A funcionária da recepção viu Silvana com os olhos baixos, as pontas dos dedos encostadas levemente na borda da mesa, demorando a responder. O ambiente estava tão silencioso que parecia ligeiramente estagnado, então ela baixou o tom de voz e falou com cautela.
“Diretora Lemos, a senhora quer que a rejeitemos novamente por aqui?”
Aquela Sra. Martins já estava esperando dentro da sala de visitas por um bom tempo, e, quando chegou, suas emoções estavam muito exaltadas.
Se Silvana não quisesse vê-la, elas poderiam chamar a equipe de segurança para expulsar a pessoa.
Ao ouvir isso, Silvana levantou lentamente os olhos, suas pupilas escuras estavam calmas e sem ondas. Ao abrir os olhos, ela exalou uma aura de nobreza e distanciamento. Ela balançou levemente a cabeça, com a voz clara e indiferente, sem revelar a menor flutuação emocional: “Não é preciso, eu irei até lá para dar uma olhada.”
Dito isso, com uma postura ereta e tranquila, ela caminhou em direção à sala de visitas com passos precisos.
O terno de alta costura, com um caimento perfeito, realçava as linhas de seus ombros e sua elegância fria. Ao seu redor pairava a firmeza e majestade de quem ocupava uma posição superior por muito tempo.
Silvana chegou à porta da sala de visitas, ergueu a mão e empurrou levemente. A porta de madeira entreaberta cedeu, e uma brisa fria invadiu suavemente o ambiente com o movimento.
Dentro da sala, Beatriz Martins estava sentada de maneira desconfortável em uma cadeira de couro. Suas mãos apertavam com força a bainha desbotada de sua saia, e o seu corpo inteiro estava rígido e reto.
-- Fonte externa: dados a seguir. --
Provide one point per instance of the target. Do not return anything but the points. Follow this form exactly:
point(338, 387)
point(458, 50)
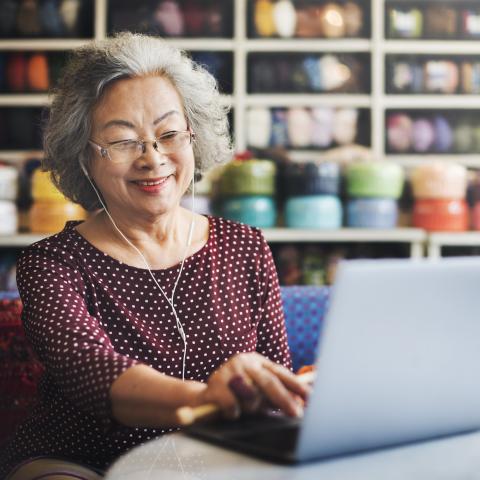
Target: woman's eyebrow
point(125, 123)
point(118, 123)
point(171, 112)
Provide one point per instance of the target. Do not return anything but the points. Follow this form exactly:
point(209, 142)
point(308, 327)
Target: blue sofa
point(305, 308)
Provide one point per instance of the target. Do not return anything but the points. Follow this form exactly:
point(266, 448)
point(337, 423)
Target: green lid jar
point(374, 179)
point(248, 177)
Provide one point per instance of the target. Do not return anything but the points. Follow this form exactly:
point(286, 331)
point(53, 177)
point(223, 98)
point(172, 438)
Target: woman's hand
point(249, 380)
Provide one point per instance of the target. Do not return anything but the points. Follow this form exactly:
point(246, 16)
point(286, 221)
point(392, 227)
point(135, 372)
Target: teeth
point(158, 182)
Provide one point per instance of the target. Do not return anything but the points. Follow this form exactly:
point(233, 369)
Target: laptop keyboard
point(274, 433)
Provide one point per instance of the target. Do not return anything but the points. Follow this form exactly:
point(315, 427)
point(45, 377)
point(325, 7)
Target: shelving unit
point(240, 46)
point(436, 241)
point(413, 236)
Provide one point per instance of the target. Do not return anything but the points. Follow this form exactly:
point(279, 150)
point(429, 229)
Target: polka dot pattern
point(90, 317)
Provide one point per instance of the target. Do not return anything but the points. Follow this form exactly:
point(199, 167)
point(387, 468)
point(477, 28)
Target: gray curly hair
point(91, 70)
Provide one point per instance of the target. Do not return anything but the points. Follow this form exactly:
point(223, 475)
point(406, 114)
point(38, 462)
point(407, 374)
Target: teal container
point(372, 213)
point(248, 177)
point(257, 211)
point(314, 211)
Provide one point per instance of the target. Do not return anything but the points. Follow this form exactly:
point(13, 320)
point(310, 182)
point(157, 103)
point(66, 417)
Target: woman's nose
point(151, 156)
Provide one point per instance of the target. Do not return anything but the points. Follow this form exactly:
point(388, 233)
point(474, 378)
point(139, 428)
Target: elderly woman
point(146, 306)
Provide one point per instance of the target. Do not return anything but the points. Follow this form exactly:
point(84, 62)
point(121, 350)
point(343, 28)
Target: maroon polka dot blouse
point(91, 317)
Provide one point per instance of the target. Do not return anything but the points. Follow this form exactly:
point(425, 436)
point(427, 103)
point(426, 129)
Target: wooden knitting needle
point(188, 415)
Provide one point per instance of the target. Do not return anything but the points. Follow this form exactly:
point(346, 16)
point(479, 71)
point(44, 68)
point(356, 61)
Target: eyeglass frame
point(103, 149)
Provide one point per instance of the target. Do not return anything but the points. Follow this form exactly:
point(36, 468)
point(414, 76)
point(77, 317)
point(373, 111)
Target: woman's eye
point(124, 145)
point(168, 135)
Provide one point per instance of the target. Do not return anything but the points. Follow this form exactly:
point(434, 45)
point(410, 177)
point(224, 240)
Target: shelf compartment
point(308, 100)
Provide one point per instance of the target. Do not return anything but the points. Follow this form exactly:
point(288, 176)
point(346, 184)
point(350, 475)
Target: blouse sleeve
point(271, 332)
point(75, 351)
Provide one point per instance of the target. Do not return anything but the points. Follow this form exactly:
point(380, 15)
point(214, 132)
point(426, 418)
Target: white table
point(179, 457)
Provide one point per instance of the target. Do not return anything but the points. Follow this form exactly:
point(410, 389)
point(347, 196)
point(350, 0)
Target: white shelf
point(20, 155)
point(308, 100)
point(433, 101)
point(200, 44)
point(413, 160)
point(304, 45)
point(20, 240)
point(347, 235)
point(429, 47)
point(460, 239)
point(43, 44)
point(24, 100)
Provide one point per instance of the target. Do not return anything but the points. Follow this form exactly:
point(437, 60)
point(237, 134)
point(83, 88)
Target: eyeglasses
point(126, 151)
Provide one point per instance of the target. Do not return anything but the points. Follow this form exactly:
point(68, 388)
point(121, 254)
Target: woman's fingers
point(219, 393)
point(289, 379)
point(275, 391)
point(246, 392)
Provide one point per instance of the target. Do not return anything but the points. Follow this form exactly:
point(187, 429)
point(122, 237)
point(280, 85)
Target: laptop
point(398, 362)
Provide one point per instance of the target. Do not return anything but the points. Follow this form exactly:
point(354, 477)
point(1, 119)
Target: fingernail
point(298, 411)
point(241, 389)
point(236, 412)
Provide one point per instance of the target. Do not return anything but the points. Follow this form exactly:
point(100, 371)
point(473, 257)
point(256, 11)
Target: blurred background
point(356, 122)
No momento em que ouviu o barulho, ela levantou a cabeça bruscamente. Ao ver Silvana entrando pela porta, emoções intensas surgiram instantaneamente em seus olhos, e ela quase pulou da cadeira, ficando de pé imediatamente.
Ela continuava com uma aparência deslumbrante e uma presença excepcional. Sua aura nobre era completamente natural. Cada um de seus gestos demonstrava um nível de sofisticação que as pessoas comuns não conseguiam alcançar; ela estava acima de todos, indiferente e serena. Enquanto ela, Beatriz, já havia caído há muito tempo na lama e na poeira.
Um profundo senso de discrepância e inveja surgiu, e o tom de Beatriz tornou-se ainda mais agitado: “Fui demitida! Hoje de manhã, o parque de diversões me avisou diretamente que eu não precisaria mais ir trabalhar, sem motivo e sem aviso prévio!”
“Eu já me informei direito, o Grupo Lemos tem ações naquele parque de diversões! Se a senhora não tivesse dado um aviso secretamente e não tivesse me mirado intencionalmente, eu, Adolfo, estaria trabalhando tranquilamente, não poderia perder esse emprego do qual dependo para viver sem motivo algum!”
Silvana franziu levemente as sobrancelhas ao ouvir isso. Uma frieza superficial se reuniu em suas finas sobrancelhas, e sua voz se tornou mais profunda, sincera e impassível: “Eu não falei com ninguém e nunca pedi para que a demitissem.”
Seu olhar era sincero, sem piscar e sem esquivar-se, trazendo uma confiança absoluta: “A nomeação e demissão de pessoal no parque de diversões são regidas pelos regulamentos da empresa e pelas decisões da diretoria. Se você perdeu o emprego, seja por falta de capacidade, má conduta nas palavras ou ações, ou violação das regras do local de trabalho, você deveria procurar os seus superiores para esclarecer tudo, em vez de invadir a minha empresa precipitadamente, fazendo suposições infundadas e criando conflitos.”

Comentários
Os comentários dos leitores sobre o romance: A Traição na Véspera do Casamento
Este livro será continuado?...
Eu amo esse livro, estou ansiosa para ver, como Silvana vai pisar nessa formiga irritante da Beatriz!...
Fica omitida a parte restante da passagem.